An Irresistible Sapphic Romance: Read Our Review of House of Longing by Tara Calaby

    Publisher details

    House of Longing
    Author
    Tara Calaby
    Publisher
    Text Publishing
    Genre
    Fiction
    Released
    30 May, 2023
    ISBN
    9781922790286

    Synopsis

    Charlotte has always known she is different. Where other young women see their destiny in marriage and motherhood, the reclusive Charlotte wants only to work with her father in his stationery business; perhaps even run it herself one day. Then Flora Dalton bursts through the shop door and into Charlotte’s life—and a new world of baffling desires and possibilities seems to open up to her.

    But Melbourne society of the 1890s is not built to embrace unorthodoxy. When tragedy strikes and Charlotte is unmoored by grief, she finds herself admitted to Kew Lunatic Asylum ‘for her own safety’.

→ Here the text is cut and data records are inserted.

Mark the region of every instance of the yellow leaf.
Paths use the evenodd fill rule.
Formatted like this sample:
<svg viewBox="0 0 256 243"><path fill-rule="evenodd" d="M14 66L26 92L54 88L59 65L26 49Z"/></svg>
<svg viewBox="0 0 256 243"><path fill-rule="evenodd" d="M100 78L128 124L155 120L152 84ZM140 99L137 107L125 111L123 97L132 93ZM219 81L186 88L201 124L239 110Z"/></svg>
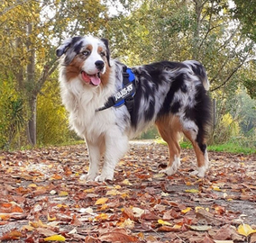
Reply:
<svg viewBox="0 0 256 243"><path fill-rule="evenodd" d="M213 186L214 191L221 192L222 190L218 186Z"/></svg>
<svg viewBox="0 0 256 243"><path fill-rule="evenodd" d="M169 222L164 221L162 220L158 220L158 223L161 224L161 225L169 225L171 226L171 224Z"/></svg>
<svg viewBox="0 0 256 243"><path fill-rule="evenodd" d="M65 241L66 238L60 235L53 235L47 237L43 239L44 241Z"/></svg>
<svg viewBox="0 0 256 243"><path fill-rule="evenodd" d="M102 197L100 199L98 199L96 202L96 205L102 205L104 203L105 203L105 202L108 200L108 198L106 197Z"/></svg>
<svg viewBox="0 0 256 243"><path fill-rule="evenodd" d="M250 236L252 233L256 233L255 230L252 230L249 224L241 224L237 228L237 232L242 236Z"/></svg>
<svg viewBox="0 0 256 243"><path fill-rule="evenodd" d="M105 213L101 213L95 217L95 220L106 220L108 219L108 215Z"/></svg>
<svg viewBox="0 0 256 243"><path fill-rule="evenodd" d="M28 187L33 187L33 188L35 188L35 187L37 187L37 185L36 185L35 184L30 184L28 185Z"/></svg>
<svg viewBox="0 0 256 243"><path fill-rule="evenodd" d="M49 213L48 213L48 214L47 214L47 220L48 220L49 221L54 221L54 220L56 220L56 217L50 218L50 216Z"/></svg>
<svg viewBox="0 0 256 243"><path fill-rule="evenodd" d="M89 189L86 189L86 190L84 190L84 192L87 193L87 194L94 193L95 188L92 187L92 188L89 188Z"/></svg>
<svg viewBox="0 0 256 243"><path fill-rule="evenodd" d="M140 218L145 212L145 211L140 208L133 207L133 212L134 213L135 217Z"/></svg>
<svg viewBox="0 0 256 243"><path fill-rule="evenodd" d="M68 193L68 192L61 191L61 192L59 192L59 196L68 196L68 195L69 195L69 193Z"/></svg>
<svg viewBox="0 0 256 243"><path fill-rule="evenodd" d="M122 184L126 184L126 185L133 185L133 184L130 183L128 179L123 180L123 181L122 182Z"/></svg>
<svg viewBox="0 0 256 243"><path fill-rule="evenodd" d="M196 211L196 212L198 212L198 210L200 210L200 209L203 209L203 210L206 210L206 212L209 212L209 208L203 208L203 207L200 207L200 206L197 206L196 208L195 208L195 211Z"/></svg>
<svg viewBox="0 0 256 243"><path fill-rule="evenodd" d="M172 229L179 230L179 229L181 229L181 225L179 225L179 224L175 224L175 225L172 227Z"/></svg>
<svg viewBox="0 0 256 243"><path fill-rule="evenodd" d="M188 208L187 208L187 209L185 209L185 210L182 210L181 212L185 214L185 213L187 213L187 212L189 212L190 210L191 210L191 208L188 207Z"/></svg>
<svg viewBox="0 0 256 243"><path fill-rule="evenodd" d="M190 189L190 190L185 190L186 193L191 193L191 194L198 194L199 191L197 189Z"/></svg>
<svg viewBox="0 0 256 243"><path fill-rule="evenodd" d="M110 190L108 192L106 192L105 195L119 195L120 192L118 192L117 190Z"/></svg>
<svg viewBox="0 0 256 243"><path fill-rule="evenodd" d="M32 226L33 228L47 228L47 225L44 224L41 220L38 221L29 222L30 226Z"/></svg>
<svg viewBox="0 0 256 243"><path fill-rule="evenodd" d="M34 230L34 228L31 225L23 225L23 230L32 231L33 230Z"/></svg>
<svg viewBox="0 0 256 243"><path fill-rule="evenodd" d="M68 205L65 204L57 204L58 208L68 208Z"/></svg>
<svg viewBox="0 0 256 243"><path fill-rule="evenodd" d="M156 174L153 176L153 178L154 179L157 179L157 178L162 178L163 176L166 176L166 175L164 173L160 173L160 174Z"/></svg>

    There she learns that women enter the big white house on the hill for many reasons, not all of them to do with lunacy. That her capacity for love, loyalty and friendship is greater than she had ever understood. And that it will take all of these things—along with an unexpected talent for guile—to extract herself from the care of men and make her way back to her heart’s desires.

    A compulsively readable historical romance, House of Longing combines an effortless instinct for narrative with impeccable research, lightly worn. House of Longing is the debut of a major talent.

    Tara Calaby
    About the author

    Tara Calaby

    Tara Calaby lives in Gippsland with her wife and far too many books. She is currently a PhD candidate at La Trobe University, researching the social worlds of women in Victorian lunatic asylums. In her free time, she enjoys playing video games, attempting to learn Danish, and patting other people’s dogs. House of Longing is her debut novel.